This winter, I visited a friend living in Panama and did the obligatory tour of the famous canal. The container ships moving through the locks are mind-bogglingly huge, like barges on steroids. But they’re not big enough — which is why Panama is in the midst of widening its canal, in order to accommodate even more gigantic ships. There are only two ports on the East Coast that are already deep enough to host these new mega-ships, and Baltimore is one of them; other cities are having to spend millions to dredge their ports to stay competitive. So far so good, right?  Except…

While the Port of Baltimore is ideal for the new super-sized world of international shipping, the Howard Street Tunnel is not. The nineteenth century railway tunnel is one main way the freight containers get to the port — and the tunnel’s too short for modern trains. “In many respects, the tunnel is the nation’s infrastructure crisis in microcosm — a problem that has come home to roost after being ignored for decades,” writes Ashley Halsey III in the Washington Post. It’s hardly a matter of just raising the roof; the tunnel is woven into the fabric of the city:  above the subway; below the light rail; wrapped around sewers and water lines and electric cables. Replacing the tunnel — which, by the by, is also getting kind of dangerously crumbly — is priced at a whopping $1 to $3 billion.

This isn’t just Baltimore’s problem; the economic block caused by the outdated tunnel has a national impact, because the tunnel sits smack in the middle of the only direct freight route that runs up and down the East Coast. (A 2001 tunnel fire meant that trains bound for Philly had to be re-routed through Cleveland.

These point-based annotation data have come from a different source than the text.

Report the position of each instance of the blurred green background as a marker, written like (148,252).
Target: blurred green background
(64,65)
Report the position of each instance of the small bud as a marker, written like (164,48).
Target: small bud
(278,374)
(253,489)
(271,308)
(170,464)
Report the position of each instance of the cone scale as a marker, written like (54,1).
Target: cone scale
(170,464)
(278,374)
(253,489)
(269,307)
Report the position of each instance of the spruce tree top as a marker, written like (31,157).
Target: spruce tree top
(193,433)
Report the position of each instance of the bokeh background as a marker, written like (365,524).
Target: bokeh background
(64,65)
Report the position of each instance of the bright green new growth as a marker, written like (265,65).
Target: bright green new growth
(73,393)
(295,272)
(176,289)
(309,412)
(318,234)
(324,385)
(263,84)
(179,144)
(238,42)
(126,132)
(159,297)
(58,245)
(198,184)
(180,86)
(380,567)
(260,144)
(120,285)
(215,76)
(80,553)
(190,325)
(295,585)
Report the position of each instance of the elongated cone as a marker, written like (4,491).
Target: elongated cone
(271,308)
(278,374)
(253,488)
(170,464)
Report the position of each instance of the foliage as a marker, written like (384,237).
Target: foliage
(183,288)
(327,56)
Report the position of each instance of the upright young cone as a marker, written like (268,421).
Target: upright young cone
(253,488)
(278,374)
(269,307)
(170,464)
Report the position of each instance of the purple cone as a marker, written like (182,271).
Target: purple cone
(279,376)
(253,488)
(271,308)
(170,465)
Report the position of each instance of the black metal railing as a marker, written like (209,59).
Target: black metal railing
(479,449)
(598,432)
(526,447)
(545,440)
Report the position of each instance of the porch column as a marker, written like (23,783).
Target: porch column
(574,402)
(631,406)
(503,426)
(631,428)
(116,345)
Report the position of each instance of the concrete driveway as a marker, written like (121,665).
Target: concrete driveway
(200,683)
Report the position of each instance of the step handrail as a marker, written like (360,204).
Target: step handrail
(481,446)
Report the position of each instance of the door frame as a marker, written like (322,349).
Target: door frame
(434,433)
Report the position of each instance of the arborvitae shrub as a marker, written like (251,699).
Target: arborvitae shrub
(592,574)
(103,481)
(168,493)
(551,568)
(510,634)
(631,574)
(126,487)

Not very efficient.)

There are various plans afoot to make Baltimore an attractive first port of call for shipping companies. (The Post outlines them nicely here.) The potential impact that a revived shipping industry could have on our city is hard to overstate. How would you solve the problem of the Howard Street Tunnel?

One reply on “Here’s a Riddle for You, Baltimore”

  1. Build a dedicated freight-line bypass around the city; reuse the Howard Street tunnel for passenger rail by putting the Light Rail downtown underground, where it should have been in the first place.